Search code examples
perllibxml2xml-libxml

XML::LibXML - XPath - namespace


Have such XML file - t.xml

<?xml version="1.0"?>
<ArrayOfFiles xmlns="Our.Files" xmlns:i="http://www.w3.org/2001/XMLSchema-instance">
        <File>
                <DownloadCount>1</DownloadCount>
                <Id>11</Id>
        </File>
        <File>
                <DownloadCount>2</DownloadCount>
                <Id>22</Id>
        </File>
</ArrayOfFiles>

The xmlns declaration is invalid, the xmlstarlet complains about it, e.g. using:

xmlstarlet sel -t -v "//File/Id" t.xml

prints

t.xml:2.32: xmlns: URI Our.Files is not absolute
<ArrayOfFiles xmlns="Our.Files" xmlns:i="http://www.w3.org/2001/XMLSchema-instan

Probably for the same reason I can't get work the following perl code too:

use 5.014;
use warnings;
use XML::LibXML;

my $dom = XML::LibXML->new->parse_file('t.xml');
my $res = $dom->findnodes('//File/Id');
say $_->textContent for $res->get_nodelist;

When I omit the xmlns declarations, e.g. trying to parse this modified XML file

<?xml version="1.0"?>
<ArrayOfFiles>
    <File>
        <DownloadCount>1</DownloadCount>
        <Id>11</Id>
    </File>
    <File>
        <DownloadCount>2</DownloadCount>
        <Id>22</Id>
    </File>
</ArrayOfFiles>

The above code DWIM - and prints:

11
22

The question is, how to parse the original XML file, because it is downloaded from the external site - so I must deal with it somewhat...


Solution

  • That's just a warning.

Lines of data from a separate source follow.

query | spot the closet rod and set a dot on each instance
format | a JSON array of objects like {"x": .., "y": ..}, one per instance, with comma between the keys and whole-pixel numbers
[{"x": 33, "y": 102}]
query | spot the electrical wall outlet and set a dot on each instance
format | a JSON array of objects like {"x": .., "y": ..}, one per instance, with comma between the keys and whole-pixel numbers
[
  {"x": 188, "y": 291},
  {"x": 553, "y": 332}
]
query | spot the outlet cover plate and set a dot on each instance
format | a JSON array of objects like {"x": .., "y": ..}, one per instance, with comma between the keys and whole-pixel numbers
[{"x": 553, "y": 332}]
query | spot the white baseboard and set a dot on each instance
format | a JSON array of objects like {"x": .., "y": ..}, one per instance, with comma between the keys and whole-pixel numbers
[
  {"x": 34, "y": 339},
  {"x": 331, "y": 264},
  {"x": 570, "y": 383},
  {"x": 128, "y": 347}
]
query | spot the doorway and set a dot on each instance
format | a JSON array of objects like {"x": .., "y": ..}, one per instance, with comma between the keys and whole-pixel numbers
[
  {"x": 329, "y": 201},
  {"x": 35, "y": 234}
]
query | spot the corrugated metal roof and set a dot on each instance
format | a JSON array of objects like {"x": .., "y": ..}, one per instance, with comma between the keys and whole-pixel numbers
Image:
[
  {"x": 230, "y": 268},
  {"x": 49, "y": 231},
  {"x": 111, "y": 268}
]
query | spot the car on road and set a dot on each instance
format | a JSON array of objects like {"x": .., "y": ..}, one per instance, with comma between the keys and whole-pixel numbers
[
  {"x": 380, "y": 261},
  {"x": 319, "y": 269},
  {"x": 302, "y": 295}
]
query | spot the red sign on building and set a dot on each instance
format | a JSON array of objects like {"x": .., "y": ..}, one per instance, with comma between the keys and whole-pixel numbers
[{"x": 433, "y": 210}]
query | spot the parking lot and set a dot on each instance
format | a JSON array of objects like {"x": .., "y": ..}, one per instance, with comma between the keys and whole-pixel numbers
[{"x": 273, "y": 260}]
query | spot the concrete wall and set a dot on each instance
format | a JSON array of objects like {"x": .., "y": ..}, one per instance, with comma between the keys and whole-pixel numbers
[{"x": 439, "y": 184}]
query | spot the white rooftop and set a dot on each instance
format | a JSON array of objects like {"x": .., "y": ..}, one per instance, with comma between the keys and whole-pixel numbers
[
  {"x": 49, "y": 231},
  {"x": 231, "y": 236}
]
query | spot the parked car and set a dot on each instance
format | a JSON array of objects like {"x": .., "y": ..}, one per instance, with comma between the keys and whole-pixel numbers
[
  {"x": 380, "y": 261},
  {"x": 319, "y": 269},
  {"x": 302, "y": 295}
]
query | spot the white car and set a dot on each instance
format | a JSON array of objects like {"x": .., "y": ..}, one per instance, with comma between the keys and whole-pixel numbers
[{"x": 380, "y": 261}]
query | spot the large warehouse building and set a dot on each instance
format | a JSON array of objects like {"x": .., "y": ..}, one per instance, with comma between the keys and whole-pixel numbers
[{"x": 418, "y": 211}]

When working with XML namespaces, use XML::LibXML::XPathContext:

    #!/usr/bin/perl
    use warnings;
    use strict;
    use feature qw{ say };
    
    use XML::LibXML;
    use XML::LibXML::XPathContext;
    
    
    my $dom = 'XML::LibXML'->load_xml(location => shift);
    
    my $xpc = 'XML::LibXML::XPathContext'->new($dom);
    $xpc->registerNs(o => 'Our.Files');
    
    my $res = $xpc->findnodes('//o:File/o:Id');
    say $_->textContent for $res->get_nodelist;